Nell’agosto 2009, un rappresentante dell’agenzia investigativa privata ha chiesto consiglio a Epstein su cosa fare con il contenuto rinchiuso in un’unità.
“Durante il fine settimana ho appreso che l’avvocato del querelante sta cercando di ottenere da me i computer e i documenti che ho preso da casa di Jeff prima del mandato di perquisizione”, si legge.
«Li ho chiusi in un deposito e vorrei sapere cosa farne. Non sono più necessari nel procedimento penale, presumo. È possibile darti questi elementi per la tua revisione e custodia o darli a Darren Indyke (l’avvocato di Epstein) o di nuovo a Jeff, ecc.?’
Nel 2009, Epstein inviò un’e-mail a un secondo rappresentante, chiedendo informazioni sulla foto di una persona senza nome.
“Mi avresti mandato una copia della foto (censurata)”, ha detto Epstein.
«Pensavo di averne una copia sul mio computer, ma è archiviata insieme a tutto il resto. Lo tirerò fuori la prossima volta che andrò al magazzino”, rispose il destinatario.

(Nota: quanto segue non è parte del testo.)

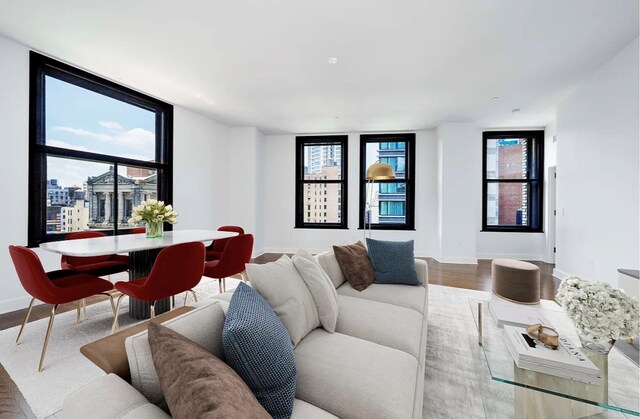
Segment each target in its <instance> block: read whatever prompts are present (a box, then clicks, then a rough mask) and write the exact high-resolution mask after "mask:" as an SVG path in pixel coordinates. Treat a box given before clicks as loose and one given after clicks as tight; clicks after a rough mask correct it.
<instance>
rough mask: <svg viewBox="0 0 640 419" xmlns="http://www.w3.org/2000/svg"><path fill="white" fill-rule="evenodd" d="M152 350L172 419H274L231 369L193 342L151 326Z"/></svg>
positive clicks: (153, 363) (149, 330) (156, 326)
mask: <svg viewBox="0 0 640 419" xmlns="http://www.w3.org/2000/svg"><path fill="white" fill-rule="evenodd" d="M149 347H150V348H151V355H152V357H153V364H154V366H155V369H156V371H157V373H158V380H159V381H160V385H161V386H162V392H163V393H164V396H165V399H166V401H167V405H168V407H169V410H170V411H171V415H172V417H174V418H200V417H207V416H208V417H235V418H256V419H260V418H261V419H269V418H271V416H270V415H269V414H268V413H267V411H266V410H264V408H263V407H262V406H261V405H260V403H259V402H258V400H257V399H256V398H255V396H254V395H253V393H251V390H250V389H249V387H247V385H246V384H245V382H244V381H242V379H241V378H240V377H239V376H238V374H236V372H235V371H234V370H233V369H232V368H231V367H229V366H228V365H227V364H226V363H225V362H224V361H222V360H221V359H220V358H218V357H217V356H215V355H214V354H212V353H209V351H207V350H206V349H204V348H203V347H202V346H200V345H198V344H197V343H195V342H193V341H192V340H190V339H188V338H186V337H184V336H183V335H181V334H179V333H177V332H174V331H173V330H171V329H169V328H168V327H166V326H162V325H161V324H158V323H149Z"/></svg>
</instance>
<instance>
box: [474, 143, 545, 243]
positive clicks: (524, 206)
mask: <svg viewBox="0 0 640 419" xmlns="http://www.w3.org/2000/svg"><path fill="white" fill-rule="evenodd" d="M543 147H544V131H500V132H496V131H488V132H484V133H483V163H482V166H483V167H482V173H483V188H482V194H483V203H482V229H483V231H519V232H542V212H543V201H542V197H543V195H542V186H543V174H544V169H543V168H544V163H543V156H544V148H543Z"/></svg>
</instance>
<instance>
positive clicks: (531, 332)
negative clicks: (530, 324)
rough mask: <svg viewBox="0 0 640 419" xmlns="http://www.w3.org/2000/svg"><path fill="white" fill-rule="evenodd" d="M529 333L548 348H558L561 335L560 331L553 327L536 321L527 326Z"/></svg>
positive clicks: (528, 331)
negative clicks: (530, 325) (559, 334)
mask: <svg viewBox="0 0 640 419" xmlns="http://www.w3.org/2000/svg"><path fill="white" fill-rule="evenodd" d="M527 333H528V334H529V336H531V337H533V338H535V339H538V340H539V341H540V342H542V344H544V346H546V347H547V348H549V349H558V338H559V336H560V335H559V334H558V331H557V330H556V329H554V328H553V327H549V326H544V325H542V324H540V323H536V324H532V325H531V326H529V327H527Z"/></svg>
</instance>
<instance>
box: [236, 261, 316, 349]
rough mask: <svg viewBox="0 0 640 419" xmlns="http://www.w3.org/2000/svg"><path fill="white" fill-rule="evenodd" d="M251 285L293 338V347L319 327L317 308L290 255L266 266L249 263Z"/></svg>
mask: <svg viewBox="0 0 640 419" xmlns="http://www.w3.org/2000/svg"><path fill="white" fill-rule="evenodd" d="M246 268H247V275H248V277H249V280H250V282H251V286H252V287H253V288H254V289H255V290H256V291H258V294H260V295H261V296H262V297H263V298H264V299H265V300H267V302H268V303H269V305H270V306H271V308H273V311H275V313H276V314H277V315H278V318H279V319H280V320H281V321H282V323H283V324H284V326H285V327H286V328H287V331H288V332H289V336H291V342H293V346H295V345H297V344H298V342H300V339H302V338H303V337H305V336H306V335H307V333H309V332H310V331H312V330H313V329H315V328H316V327H318V326H320V317H319V316H318V309H317V308H316V304H315V302H314V301H313V297H312V296H311V292H310V291H309V288H307V286H306V285H305V283H304V281H303V280H302V278H301V277H300V274H299V273H298V271H297V270H296V267H295V266H294V265H293V262H292V261H291V259H289V256H287V255H284V256H282V257H281V258H280V259H278V260H277V261H275V262H271V263H265V264H255V263H247V265H246Z"/></svg>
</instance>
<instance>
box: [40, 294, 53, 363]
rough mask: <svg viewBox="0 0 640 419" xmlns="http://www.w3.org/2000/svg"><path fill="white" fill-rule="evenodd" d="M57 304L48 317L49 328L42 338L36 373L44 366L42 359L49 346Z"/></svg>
mask: <svg viewBox="0 0 640 419" xmlns="http://www.w3.org/2000/svg"><path fill="white" fill-rule="evenodd" d="M57 308H58V304H56V305H54V306H53V308H52V309H51V316H50V317H49V326H48V327H47V334H46V335H45V337H44V345H42V355H40V363H39V364H38V372H42V366H43V364H44V357H45V355H46V354H47V346H49V337H50V336H51V329H52V328H53V319H54V318H55V317H56V309H57Z"/></svg>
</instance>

Secondo quanto riferito, una unità era a pochi minuti dalla casa di Epstein a New York
Secondo quanto riferito, il personale è stato assunto per aprire unità a nome di Epstein e spostare file tra di loro. Nella foto un oggetto trovato nella sua casa di New York
Gran parte delle molteplici proprietà di Epstein contenevano propri spazi di stoccaggio. Nella foto è un armadio della sua casa di New York City
Le unità della Florida sono state rintracciate a poche miglia dalla sua casa nel Sunshine State, fuori Palm Beach e Delray Beach.
Epstein avrebbe iniziato ad affittare un armadietto a casa dello zio Bob Florida nel 2003, pagando $ 374,13 al mese fino a marzo 2015. Pagamenti più piccoli sono continuati fino al 2016.
Almeno un’unità della Florida, che ha utilizzato tra il 2009 e il 2011, era accessibile agli utenti 24 ore su 24 ed era in grado di immagazzinare veicoli.
I pagamenti indicavano più unità in Florida, che Epstein aveva affittato per un decennio.
Un pagamento mensile dettagliato di $ 140 per una sede a Royal Palm Beach fino al 2019.
Ha anche chiesto agli investigatori di affittare per suo conto un’unità a New York a partire dal 2010 a circa 500 dollari al mese.
Un’altra unità, a soli cinque minuti dalla sua villa di New York, conteneva principalmente mobili, attrezzature e computer.
Epstein ha tenuto più volte corrispondenza con i soci riguardo al contenuto delle sue unità di stoccaggio
Secondo quanto riferito, Epstein ha chiesto informazioni su un’unità di stoccaggio vicino al suo ranch nel New Mexico
Le foto scattate dal personale nel 2012 in una delle unità mostravano mobili e scatole di cartone incastrate nell’unità disordinata.
I file suggerivano anche che Epstein fosse interessato a una “unità di stoccaggio segreta” vicino al suo ranch nel New Mexico.
Epstein possedeva cinque proprietà negli Stati Uniti e in Francia.
Le fotografie scattate nel 2019 durante le incursioni della polizia hanno mostrato che molti avevano ulteriori ampi spazi di stoccaggio, il che fa sorgere la domanda sul perché Epstein avesse bisogno di ulteriori nascondigli.
Non è chiaro cosa sia successo al contenuto di ciascuna unità dopo la morte suicida di Epstein nel 2019.
In Florida, i proprietari di strutture di stoccaggio possono mettere all’asta i materiali abbandonati dopo 90 giorni senza pagamento.